Is NoSQL database an alternative for a search engine?
I have been thinking about this question “Is NoSQL database an alternative for a search engine?”. I think I just found an answer here.
Lets talk about some terms first.
NoSQL – Not only SQL – meaning that a NoSQL database differs from a RDBMS in some way.
IR – information retieval – science of searching documents, their metadata, and retrieval.
Let us enlist features and then compare MongoDB and Lucene.

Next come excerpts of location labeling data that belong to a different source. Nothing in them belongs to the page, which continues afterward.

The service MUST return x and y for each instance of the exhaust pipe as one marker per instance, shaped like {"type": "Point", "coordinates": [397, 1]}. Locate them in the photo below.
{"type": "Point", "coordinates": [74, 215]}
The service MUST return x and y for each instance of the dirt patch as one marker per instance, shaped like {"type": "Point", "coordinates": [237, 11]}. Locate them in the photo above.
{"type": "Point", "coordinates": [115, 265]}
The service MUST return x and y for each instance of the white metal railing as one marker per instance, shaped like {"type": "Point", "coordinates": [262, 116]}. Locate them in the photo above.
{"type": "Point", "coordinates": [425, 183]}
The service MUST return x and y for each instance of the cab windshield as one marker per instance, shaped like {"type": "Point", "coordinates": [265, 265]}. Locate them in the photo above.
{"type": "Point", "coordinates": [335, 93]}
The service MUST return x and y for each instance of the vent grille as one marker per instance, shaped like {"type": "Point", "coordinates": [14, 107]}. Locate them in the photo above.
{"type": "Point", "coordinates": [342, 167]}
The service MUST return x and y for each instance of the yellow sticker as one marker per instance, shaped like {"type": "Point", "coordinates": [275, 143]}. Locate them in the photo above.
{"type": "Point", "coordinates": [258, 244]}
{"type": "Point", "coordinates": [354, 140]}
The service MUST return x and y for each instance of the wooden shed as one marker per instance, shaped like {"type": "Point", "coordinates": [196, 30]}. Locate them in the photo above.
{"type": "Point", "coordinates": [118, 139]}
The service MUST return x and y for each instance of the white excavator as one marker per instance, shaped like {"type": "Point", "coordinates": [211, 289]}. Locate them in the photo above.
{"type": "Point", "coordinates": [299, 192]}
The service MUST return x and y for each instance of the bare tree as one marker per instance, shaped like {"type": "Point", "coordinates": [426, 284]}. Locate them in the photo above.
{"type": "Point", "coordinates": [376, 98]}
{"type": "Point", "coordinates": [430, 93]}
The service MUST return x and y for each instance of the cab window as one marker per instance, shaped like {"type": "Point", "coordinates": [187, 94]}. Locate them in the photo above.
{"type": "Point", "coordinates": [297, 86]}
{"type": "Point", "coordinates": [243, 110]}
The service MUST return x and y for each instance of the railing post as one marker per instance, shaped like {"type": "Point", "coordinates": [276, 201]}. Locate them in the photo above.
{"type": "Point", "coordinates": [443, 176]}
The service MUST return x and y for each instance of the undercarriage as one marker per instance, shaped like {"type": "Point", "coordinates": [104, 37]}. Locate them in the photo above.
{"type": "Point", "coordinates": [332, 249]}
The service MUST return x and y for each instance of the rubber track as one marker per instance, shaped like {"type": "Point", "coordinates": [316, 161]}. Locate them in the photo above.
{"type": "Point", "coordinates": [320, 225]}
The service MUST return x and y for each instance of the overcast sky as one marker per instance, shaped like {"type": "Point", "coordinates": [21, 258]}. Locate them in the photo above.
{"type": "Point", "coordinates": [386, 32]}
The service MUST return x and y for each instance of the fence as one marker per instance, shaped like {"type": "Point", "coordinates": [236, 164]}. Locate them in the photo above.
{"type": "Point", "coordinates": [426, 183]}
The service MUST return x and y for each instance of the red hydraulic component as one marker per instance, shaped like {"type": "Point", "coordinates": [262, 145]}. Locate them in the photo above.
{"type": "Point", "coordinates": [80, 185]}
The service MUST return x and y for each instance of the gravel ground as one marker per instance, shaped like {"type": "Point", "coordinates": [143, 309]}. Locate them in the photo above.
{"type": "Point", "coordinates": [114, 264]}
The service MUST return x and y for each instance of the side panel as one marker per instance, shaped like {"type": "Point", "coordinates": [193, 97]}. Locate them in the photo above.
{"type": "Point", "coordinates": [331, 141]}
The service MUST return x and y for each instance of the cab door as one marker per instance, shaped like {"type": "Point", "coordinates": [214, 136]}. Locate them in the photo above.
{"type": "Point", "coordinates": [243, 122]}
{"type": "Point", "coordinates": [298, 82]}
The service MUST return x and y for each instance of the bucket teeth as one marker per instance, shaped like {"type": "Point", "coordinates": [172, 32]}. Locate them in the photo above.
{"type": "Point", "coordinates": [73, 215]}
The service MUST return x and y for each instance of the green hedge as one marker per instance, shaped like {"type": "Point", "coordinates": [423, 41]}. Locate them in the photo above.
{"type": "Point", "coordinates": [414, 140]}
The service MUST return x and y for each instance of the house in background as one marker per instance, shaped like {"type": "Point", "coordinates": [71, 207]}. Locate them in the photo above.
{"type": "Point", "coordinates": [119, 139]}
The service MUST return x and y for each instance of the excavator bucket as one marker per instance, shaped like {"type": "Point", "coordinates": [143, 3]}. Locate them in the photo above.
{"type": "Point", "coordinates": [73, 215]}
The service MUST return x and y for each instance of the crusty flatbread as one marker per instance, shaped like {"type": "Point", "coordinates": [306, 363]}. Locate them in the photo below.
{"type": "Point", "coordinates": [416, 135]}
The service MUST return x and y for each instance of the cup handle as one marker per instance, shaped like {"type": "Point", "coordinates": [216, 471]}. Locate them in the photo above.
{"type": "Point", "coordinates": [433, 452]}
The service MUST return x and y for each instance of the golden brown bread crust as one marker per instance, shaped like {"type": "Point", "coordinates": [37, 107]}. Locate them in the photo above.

- MongoDB is a document based database having following features ( reference http://www.mongodb.org/ ):
- Document-oriented storage
- Full Index Support
- Replication and High Availability
- Auto-Sharding
- Querying
- Fast In-Place Updages
- Map/Reduce
- GridFS
- Commercial Support
- Lucene features ( reference http://lucene.apache.org/java/docs/features.html ) :
- Scalable, High-Performace Indexing ( which is actually quite fast )
- Powerful, Accurate and Efficient Search Algorithms
- * ranked searching — best results returned first
- * many powerful query types: phrase queries, wildcard queries, proximity queries, range queries and more
- * fielded searching (e.g., title, author, contents)
- * date-range searching
- * sorting by any field
- * multiple-index searching with merged results
- * allows simultaneous update and searching
- Cross Platform
NoSQL is preferable when database needs to be scalable, highly available, with fast query results. However it doesn’t completely solve the problem of Information Retrieval.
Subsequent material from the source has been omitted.